In India, the butterfly occurs in South India, Punjab, Uttar Pradesh, Bihar, West Bengal, Sikkim, Assam, Nagaland, the Andaman and Nicobar Islands.

O. medus is very common in grassy habitats up to an altitude of 1600 m. A shy, weak-flying insect, it stays low amongst the undergrowth, and when disturbed flies for a short distance before settling down. The butterfly basks in the sun, often with its body aligned parallel to the sun's rays.

==Taxonomy==

Orsotriaena medus is classified under the subfamily Satyrinae (the browns) of the brush-footed butterfly family Nymphalidae. Orsotriaena medus is divided into several subspecies, listed below with their respective synonyms and geographical ranges.

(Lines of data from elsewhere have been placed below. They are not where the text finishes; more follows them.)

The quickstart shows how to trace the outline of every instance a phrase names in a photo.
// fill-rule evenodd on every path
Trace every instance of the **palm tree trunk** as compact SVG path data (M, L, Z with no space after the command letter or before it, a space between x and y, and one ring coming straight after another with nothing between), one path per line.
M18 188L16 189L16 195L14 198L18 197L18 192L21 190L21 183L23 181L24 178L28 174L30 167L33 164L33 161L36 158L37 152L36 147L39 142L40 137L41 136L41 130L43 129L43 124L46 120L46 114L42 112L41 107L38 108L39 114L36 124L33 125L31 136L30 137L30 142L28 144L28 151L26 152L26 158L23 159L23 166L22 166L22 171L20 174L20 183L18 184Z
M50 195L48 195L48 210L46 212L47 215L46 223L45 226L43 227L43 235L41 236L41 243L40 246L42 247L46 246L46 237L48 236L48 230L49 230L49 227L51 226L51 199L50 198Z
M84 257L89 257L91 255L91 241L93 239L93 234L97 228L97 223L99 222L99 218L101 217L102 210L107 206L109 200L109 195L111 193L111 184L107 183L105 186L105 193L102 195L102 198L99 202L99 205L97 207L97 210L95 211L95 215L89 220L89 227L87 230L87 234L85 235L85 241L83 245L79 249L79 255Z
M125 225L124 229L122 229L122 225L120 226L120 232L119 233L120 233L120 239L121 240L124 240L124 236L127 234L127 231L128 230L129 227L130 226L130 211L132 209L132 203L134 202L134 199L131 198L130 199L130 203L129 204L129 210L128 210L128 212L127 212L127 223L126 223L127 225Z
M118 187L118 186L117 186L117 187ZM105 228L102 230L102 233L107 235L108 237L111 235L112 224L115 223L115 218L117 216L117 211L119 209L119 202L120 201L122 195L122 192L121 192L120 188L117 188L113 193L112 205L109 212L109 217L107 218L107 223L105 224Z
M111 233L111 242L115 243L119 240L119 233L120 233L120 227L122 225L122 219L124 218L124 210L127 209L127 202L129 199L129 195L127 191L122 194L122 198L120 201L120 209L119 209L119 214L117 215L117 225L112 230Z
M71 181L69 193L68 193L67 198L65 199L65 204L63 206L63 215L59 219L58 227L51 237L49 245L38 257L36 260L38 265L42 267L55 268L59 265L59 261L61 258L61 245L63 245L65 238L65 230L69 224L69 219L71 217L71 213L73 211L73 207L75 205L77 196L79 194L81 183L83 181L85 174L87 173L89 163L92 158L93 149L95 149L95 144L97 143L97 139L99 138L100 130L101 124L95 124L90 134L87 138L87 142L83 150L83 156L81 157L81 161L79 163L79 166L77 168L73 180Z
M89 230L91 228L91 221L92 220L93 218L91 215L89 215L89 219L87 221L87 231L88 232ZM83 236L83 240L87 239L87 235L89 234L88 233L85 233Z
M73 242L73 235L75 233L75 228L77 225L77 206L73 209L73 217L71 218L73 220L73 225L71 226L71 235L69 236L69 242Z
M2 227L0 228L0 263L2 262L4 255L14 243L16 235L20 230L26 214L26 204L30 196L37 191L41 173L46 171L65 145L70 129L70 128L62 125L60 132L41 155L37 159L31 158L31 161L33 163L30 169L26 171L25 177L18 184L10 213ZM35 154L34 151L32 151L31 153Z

- Orsotriaena Wallengren, 1858
syn. Orstriaena Young, 1903; Orsotrioena Bingham, 1905
- Orsotriaena medus (Fabricius, 1775)
syn. Papilio medus Fabricius, 1775; Mycalesis mandosa Butler, 1868
- Orsotriaena medus cinerea (Butler, 1867) – Sundaland
syn. Mycalesis cinerea Butler, 1867
- Orsotriaena medus jopas (Hewitson, 1864) – North Sulawesi
syn. Mycalesis jopas Hewitson, 1864
- Orsotriaena medus mandata (Moore, 1857) – Sri Lanka, South India
syn. Mycalesis mandata Moore, 1857
- Orsotriaena medus medus (Fabricius, 1775) – N. India to Thailand, Timor, the Philippines, Papua New Guinea, South Yunnan
syn. Papilio hesione Cramer, 1775; Papilio doris Stoll, 1781; Mycalesis runeka Moore, 1857
- Orsotriaena medus mendice (Fruhstorfer, 1911) – South Sulawesi
syn. Orsotriaena mendice Fruhstorfer 1911
- Orsotriaena medus moira (Waterhouse & Lyell, 1914) – Banks Island, Darnley Island, Cape York
syn. Orsotriaena moira Waterhouse & Lyell, 1914
- Orsotriaena medus mutata (Butler, 1875) – New Britain
syn. Orsotriaena mutata Butler, 1875
- Orsotriaena medus paupercula (Fruhstorfer, 1908) – Sula Islands
syn. Orsotriaena paupercula Fruhstorfer, 1908
- Orsotriaena medus zipoetina (Fruhstorfer, 1908) – Sumatra
syn. Orsotriaena zipoetina Fruhstorfer, 1908

==Ecology and behaviour==
The larvae feed on grasses, including rice plants (Oryza sativa), sugarcanes (Saccharum officinarum), and para grass (Brachiaria mutica). They are predominantly crepuscular, but can sometimes be active during daytime.